We have been following the uproar over Suffolk Professor Michael Avery’s email criticizing the sending of care packages to troops abroad. Many of us joined in that criticism while supporting Avery’s right to raise his objections. Now, an adjunct professor, U.S. Army Reserve Major Robert Roughsedge, serving in Afghanistan has resigned over the controversy — a curious response that seems to suggest that Avery should not have been allowed to voice such positions.

First, to clarify some possible misconception from articles, Roughsedge is not a full-time faculty member but an adjunct faculty member. The latter are not subject to the same appointment process and do not have the same academic status as full-time faculty. Indeed, adjuncts are usually selected by deans and at most subject to a confirmatory vote of the faculty.

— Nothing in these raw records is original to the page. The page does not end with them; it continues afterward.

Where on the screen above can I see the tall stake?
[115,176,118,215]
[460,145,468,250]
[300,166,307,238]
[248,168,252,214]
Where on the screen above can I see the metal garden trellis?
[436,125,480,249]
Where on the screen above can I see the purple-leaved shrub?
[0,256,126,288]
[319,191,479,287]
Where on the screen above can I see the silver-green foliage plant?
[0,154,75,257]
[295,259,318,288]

Second, Roughsedge seems to have a rather conflicted logic in taking this action. He calls the email “hate speech,” a view that is wildly out of step with the general definition of this term. Indeed, if obnoxious speech is hate speech, we could criminalize a significant portion of speech. Avery was voicing his view of role to U.S. military personnel in the current war. That may be wrong-headed but it is not hate speech. Otherwise, much of the anti-Vietnam protests were hate speech. Hate speech is an often controversial category of criminalized speech that has only passed constitutional muster because it is kept narrowly defined. Even with a narrow construction, it is an area that greatly concerns free speech advocates.

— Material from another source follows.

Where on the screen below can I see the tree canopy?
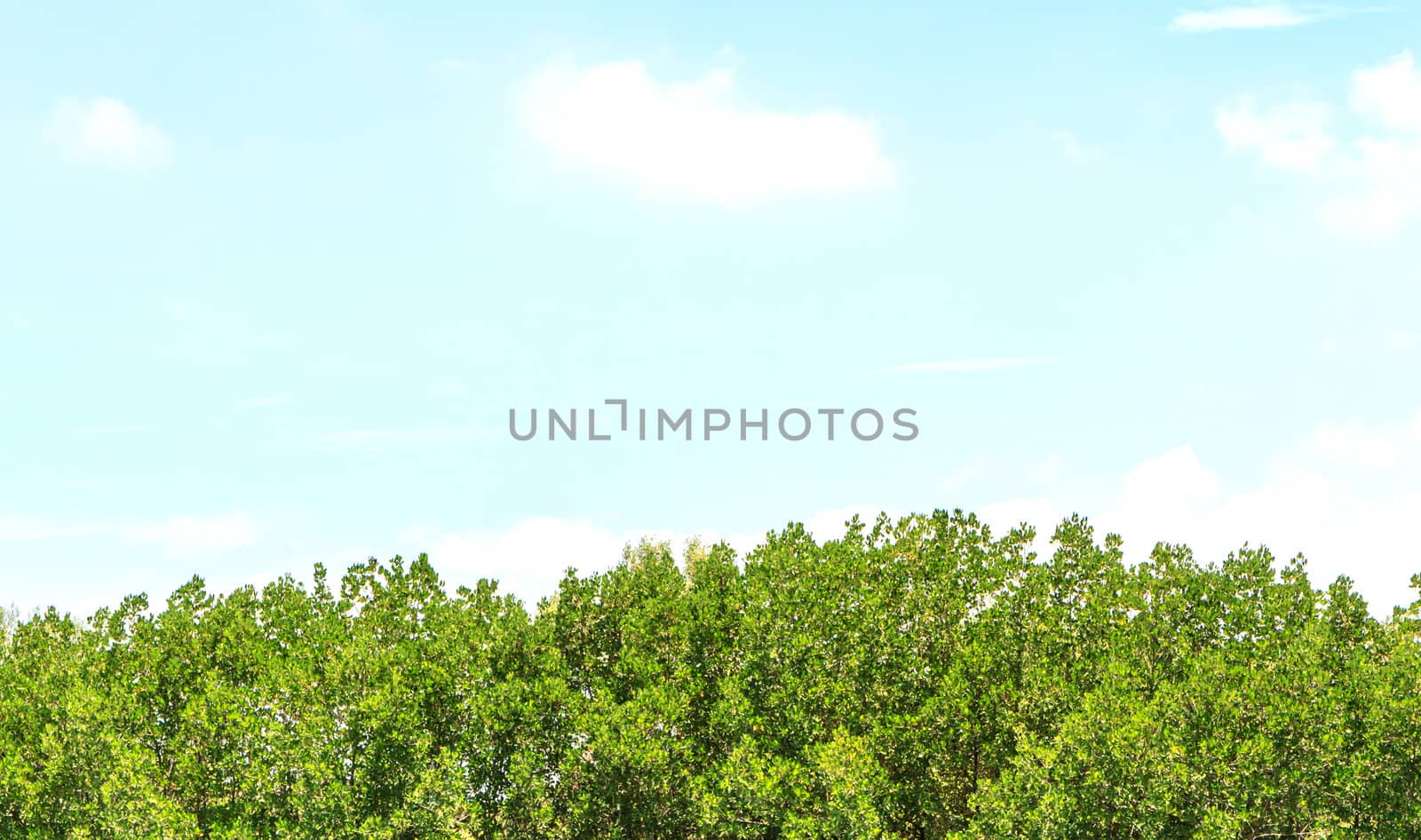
[0,511,1421,840]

Roughsedge further stated that “It’s basically like a 5-year-old throwing a temper tantrum, that is not how we teach our students to rationally look at the issues . . . We want rationale adult discourse and that is not something I would tolerate in my class and it is not something the school should tolerate from one of its professors.” I am more shocked but the notion that Roughsedge would not tolerate such views in this class. If the class is discussing this subject, I cannot imagine a law professor prohibiting the utterance of such views. Moreover, I have not an inkling as to what Roughsedge means by “it is not something the school should tolerate from one of its professors.” What a law school cannot tolerate is the denial of academic freedom and free speech in an educational environment. Roughsedge appears to want a school that punishes faculty for stating views that he finds obnoxious. Such schools would be in violation of free speech principles and governing academic guidelines. Some schools – particularly religious schools — enforce orthodoxy but they are hardly the model for most academics. Roughsedge would have been better served but responding with a reasoned retort — joining many other at the school and outside the school.

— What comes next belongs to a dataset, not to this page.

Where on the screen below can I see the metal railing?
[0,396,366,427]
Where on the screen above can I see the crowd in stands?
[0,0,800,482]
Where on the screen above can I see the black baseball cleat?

Roughsedge teaches a course on Terrorism and the Law. A Suffolk graduate, he is a partner at Lawson & Weitzen where he lists “professional liability” as one of his areas of practice. While he has every right to disassociate himself from the school, I think he needs to seriously consider his commitment to the academic enterprise. I greatly respect his service in our armed forces. That service helps defend the values that distinguish us from our enemies, including the right to free speech.